Al Martin's claim to big league fame is that he was arrested for bigamy. As Chevy Chase says, that's illegal, even in Utah. Martin's having a hard time getting arrested on a ballfield lately, to the tune of a 648 OPS. He's a horrible LF as well, certainly no better than Knoblauch, who at least has the excuse of never playing out there before.

Knoblauch's baggage, along with an unconfirmed but long-rumored handshake deal for 2 years at $9 million per, is probably a driving force behind the Seattle deal. It doesn't help that he's in the midst of a 38-for-192 slump (.198). Tomko is a servicable swingman, having shown flashes of competence as a starter but much more consistency as a reliever (4.82 ERA as a starter, 3.64 as a reliever coming into this season). Ostensibly, he would fill the role Ramiro Mendoza doesn't seem capable of filling since coming back from surgery.

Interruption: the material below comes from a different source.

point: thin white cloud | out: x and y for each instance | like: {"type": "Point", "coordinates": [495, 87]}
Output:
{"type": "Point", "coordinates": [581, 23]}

For the Yankees, losing Knoblauch at the top of the lineup would be the end of an era. He has never measured up to the player the Yanks thought they were getting from Minnesota in 1997, but his style of taking pitches and getting on base by any means necessary--including taking a pitch in the elbow--particularly in the midst of a rally, have earned him a spot near and dear to my heart. He's the Lil' Bastard Instant Rally Kit, as we say around here. The Yanks could move Derek Jeter to the leadoff spot--he's fared very well there in the past--or could elevate Alfonso Soriano. A month ago this move would have been laughable, as Soriano drew only 3 walks in his first 50 games. But Soriano has started to draw walks and cut down on his strikeouts. His OBP for June is .372, and he and Knoblauch have been swapping the league lead in stolen bases. It would be a huge risk given his lack of established ability to get on base, but the Yanks have already banked a considerable portion of their future on him, and they may believe he's turned a corner.

Still, these moves do not bode well for the Yankee offense, unless Torre can take At-Bats from some of the stiffs in the Yankee lineup. 200 plate appearances by Gerald Williams will not solve their problems, it will doom them.